KAMI INDONESIA – Indonesia Corruption Watch (ICW) mengkritik pidato Presiden Prabowo Subianto dalam Sidang Tahunan MPR RI pada 15 Agustus 2025, yang dinilai tidak sejalan dengan kenyataan soal korupsi yang masih ada di tanah air.
ICW menegaskan bahwa koruptor masih menguasai negara, sementara upaya pemberantasan korupsi terancam oleh kebijakan yang tidak berpihak pada masyarakat.
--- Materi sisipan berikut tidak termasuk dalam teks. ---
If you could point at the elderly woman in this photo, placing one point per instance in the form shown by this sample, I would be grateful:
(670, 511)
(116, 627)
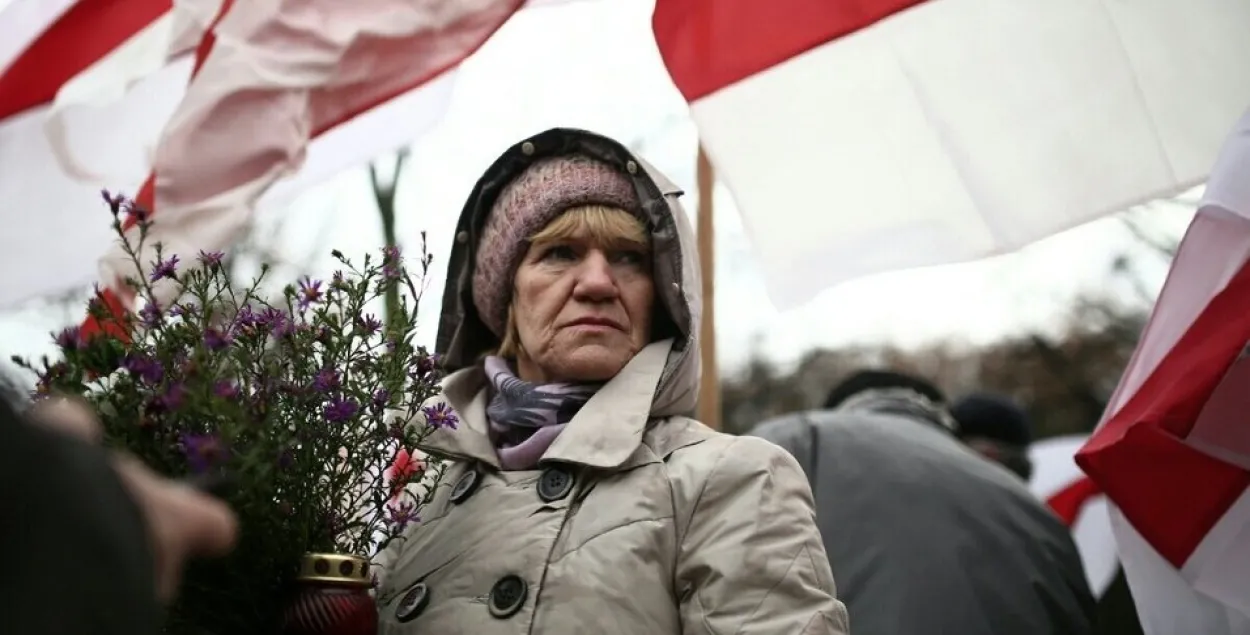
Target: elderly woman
(581, 499)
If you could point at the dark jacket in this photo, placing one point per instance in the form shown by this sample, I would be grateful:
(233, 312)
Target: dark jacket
(75, 548)
(926, 538)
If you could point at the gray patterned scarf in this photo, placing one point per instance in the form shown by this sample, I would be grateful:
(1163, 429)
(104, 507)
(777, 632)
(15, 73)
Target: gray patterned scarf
(525, 418)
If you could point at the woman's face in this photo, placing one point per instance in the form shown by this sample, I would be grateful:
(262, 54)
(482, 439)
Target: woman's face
(581, 309)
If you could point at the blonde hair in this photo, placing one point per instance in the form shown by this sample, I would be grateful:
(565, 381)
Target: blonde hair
(603, 224)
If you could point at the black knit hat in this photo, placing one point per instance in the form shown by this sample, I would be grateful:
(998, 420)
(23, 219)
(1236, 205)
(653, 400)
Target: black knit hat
(993, 416)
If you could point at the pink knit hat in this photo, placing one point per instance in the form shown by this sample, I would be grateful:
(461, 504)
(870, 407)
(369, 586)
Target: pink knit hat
(528, 204)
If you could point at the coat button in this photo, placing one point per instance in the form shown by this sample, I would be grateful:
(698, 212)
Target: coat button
(413, 603)
(508, 596)
(465, 485)
(555, 484)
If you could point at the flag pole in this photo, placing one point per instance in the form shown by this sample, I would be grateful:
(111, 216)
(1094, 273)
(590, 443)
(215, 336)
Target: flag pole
(709, 385)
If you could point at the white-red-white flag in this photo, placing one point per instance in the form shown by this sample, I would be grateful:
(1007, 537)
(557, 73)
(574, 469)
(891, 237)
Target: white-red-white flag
(1079, 504)
(1173, 451)
(868, 135)
(96, 93)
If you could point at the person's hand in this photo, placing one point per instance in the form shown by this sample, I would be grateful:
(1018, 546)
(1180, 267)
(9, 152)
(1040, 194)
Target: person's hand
(183, 523)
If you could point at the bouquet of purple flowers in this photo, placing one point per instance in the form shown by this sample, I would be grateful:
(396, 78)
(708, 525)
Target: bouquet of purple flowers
(296, 406)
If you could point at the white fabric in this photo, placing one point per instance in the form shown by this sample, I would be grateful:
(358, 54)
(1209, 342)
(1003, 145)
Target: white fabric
(1166, 603)
(964, 128)
(1053, 470)
(103, 134)
(1211, 594)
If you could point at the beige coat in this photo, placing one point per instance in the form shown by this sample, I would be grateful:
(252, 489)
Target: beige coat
(641, 521)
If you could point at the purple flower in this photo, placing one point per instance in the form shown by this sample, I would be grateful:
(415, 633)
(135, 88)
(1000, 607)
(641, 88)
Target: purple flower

Kritik Terhadap Komitmen Pemberantasan Korupsi
Dalam pidatonya, Prabowo mengklaim adanya komitmen dari pemerintahannya untuk memberantas mafia sumber daya alam dan korupsi, serta menjanjikan penegakan hukum yang tegas terhadap pejabat korup.
Namun, Nisa Zonzoa, Koordinator Divisi Edukasi Publik ICW, menyebutkan bahwa situasi sebenarnya bertolak belakang dengan yang disampaikan dalam pidato tersebut. ‘Hingga hari ini, koruptor masih menguasai negara, masyarakat kian terpinggirkan,’ ujarnya.
ICW juga menyoroti kebijakan pemerintah yang dinilai justru melemahkan upaya pemberantasan korupsi, seperti pemberian amnesti dan abolisi kepada beberapa terdakwa korupsi.
Eva Nurcahyani, Staf Divisi Edukasi Publik ICW, menyatakan bahwa tindakan tersebut adalah intervensi politik yang berbahaya dalam penegakan hukum antikorupsi.
Realitas Penegakan Hukum yang Buruk
ICW mengungkapkan bahwa rata-rata vonis pengadilan terhadap koruptor selama sembilan tahun terakhir adalah 3 tahun 7 bulan. Banyak terdakwa yang divonis bebas, dengan kerugian negara yang mencapai Rp 92 triliun.
Pihak ICW menilai, stagnasi dalam pembahasan dan pengesahan RUU Perampasan Aset menunjukkan bahwa pemerintah tidak berpihak kepada masyarakat.
Dalam konteks ini, ICW mengingatkan pentingnya masyarakat untuk tetap kritis dan proaktif dalam melawan bentuk-bentuk penindasan yang terjadi.
Pidato Prabowo yang menjanjikan penegakan hukum, menurut ICW, seharusnya dipandang dengan skeptis karena realitas di lapangan seringkali berbeda dengan pernyataan di publik.
Pesan Moral untuk Masyarakat
ICW menutup pernyatannya dengan mengingatkan pesan dari Tan Malaka bahwa kemerdekaan bukanlah sesuatu yang diberikan, melainkan hasil dari perjuangan.
Mereka menyerukan agar rakyat berani berpikir, bersuara, dan melawan segala bentuk penindasan yang mengancam keadilan.
Pernyataan ini menggambarkan harapan akan perubahan yang nyata dan komitmen dari masyarakat untuk terlibat dalam proses penegakan hukum yang lebih adil.
Dengan demikian, ketidakpuasan atas kebijakan pemerintah diharapkan bisa menjadi dorongan bagi masyarakat untuk memperjuangkan hak-hak mereka.